I won’t continue for 2,000 more words. Just a few additional points:

Mr. Rehm devotes nearly a dozen paragraphs to an exploration of the use of aircraft as an “in-kind” contribution to a campaign. But this was not an instance of in-kind contributions. As The Atlanta Journal-Constitution has reported, the Deal campaign paid cash for the use of the aircraft, which were owned by Mr. Deal and his associates. These facts are not in dispute.

Mr. Rehm has a point when he says there is confusion in the way the state values the flights of different kinds of noncommercial aircraft. The rules say that a flight by a noncommercial plane with a single-propeller engine should be valued at $500 an hour. A flight by a jet aircraft that seats fewer than 12 passengers is valued at $3,000 an hour. In fact, the plane in question has a single-propeller engine. It is also a turboprop – a jet engine that drives a propeller. The AJC used the closest description of the plane that the rules provide: a single-propeller engine. This point may in fact be arguable. But until the ethics commission changes or clarifies the rule, we stand by what we reported.

I’m approaching 700 words and am now well into the weeds, so I’ll wrap it up.

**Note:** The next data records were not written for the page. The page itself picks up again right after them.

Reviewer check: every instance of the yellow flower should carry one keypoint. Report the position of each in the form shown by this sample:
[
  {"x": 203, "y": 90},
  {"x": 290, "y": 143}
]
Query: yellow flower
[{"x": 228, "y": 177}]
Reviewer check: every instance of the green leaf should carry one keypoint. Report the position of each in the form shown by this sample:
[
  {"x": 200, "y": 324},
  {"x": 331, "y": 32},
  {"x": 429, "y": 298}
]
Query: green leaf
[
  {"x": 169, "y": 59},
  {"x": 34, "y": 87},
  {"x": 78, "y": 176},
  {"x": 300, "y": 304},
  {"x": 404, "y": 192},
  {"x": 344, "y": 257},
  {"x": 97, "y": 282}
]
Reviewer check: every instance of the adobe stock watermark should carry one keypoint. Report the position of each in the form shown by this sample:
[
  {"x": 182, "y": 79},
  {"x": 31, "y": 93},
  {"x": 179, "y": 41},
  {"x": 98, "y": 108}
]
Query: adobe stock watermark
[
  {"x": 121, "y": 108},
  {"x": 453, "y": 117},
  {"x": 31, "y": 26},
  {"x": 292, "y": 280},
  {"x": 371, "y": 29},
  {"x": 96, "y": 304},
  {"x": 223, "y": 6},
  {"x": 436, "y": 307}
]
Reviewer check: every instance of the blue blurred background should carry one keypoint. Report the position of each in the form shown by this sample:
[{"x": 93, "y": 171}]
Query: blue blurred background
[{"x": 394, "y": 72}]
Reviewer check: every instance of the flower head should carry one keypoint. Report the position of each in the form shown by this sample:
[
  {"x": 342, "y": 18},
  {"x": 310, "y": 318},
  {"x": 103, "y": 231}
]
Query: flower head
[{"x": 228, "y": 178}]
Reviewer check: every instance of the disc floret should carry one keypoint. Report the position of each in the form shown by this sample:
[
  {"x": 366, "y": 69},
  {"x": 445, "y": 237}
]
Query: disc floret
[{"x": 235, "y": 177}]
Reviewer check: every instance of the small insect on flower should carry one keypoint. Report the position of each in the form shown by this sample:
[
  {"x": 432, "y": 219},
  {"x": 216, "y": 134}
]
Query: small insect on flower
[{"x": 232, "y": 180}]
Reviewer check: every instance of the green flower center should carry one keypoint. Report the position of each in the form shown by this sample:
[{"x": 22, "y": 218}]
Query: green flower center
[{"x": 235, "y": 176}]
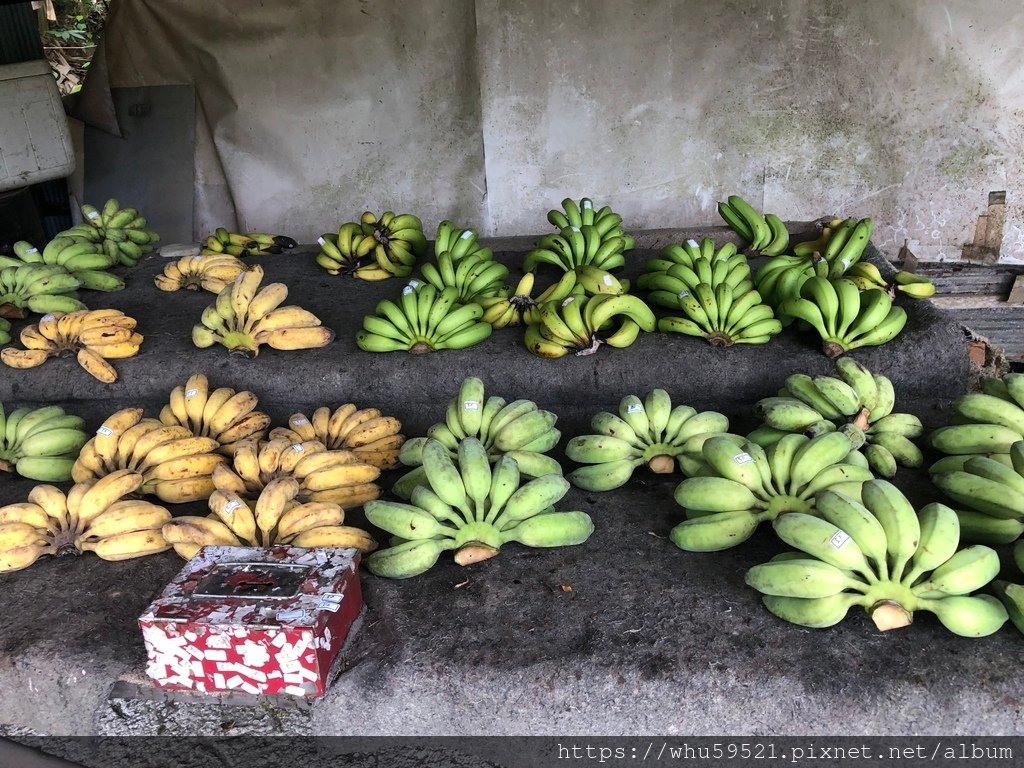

But here’s a very important final point: Mr. Walls’ report was an accurate record of what was contained in subpoenas that were drawn up but never served. As noted, Mr. Walls did not write the subpoenas or cause them to be written. Instead, he did what he used to do at The Atlanta Journal-Constitution for nearly 30 years and what he has continued to do since he retired from the newspaper: He found a story, reported it meticulously and fairly and – with the considerable skills he has honed over decades – offered the information to readers.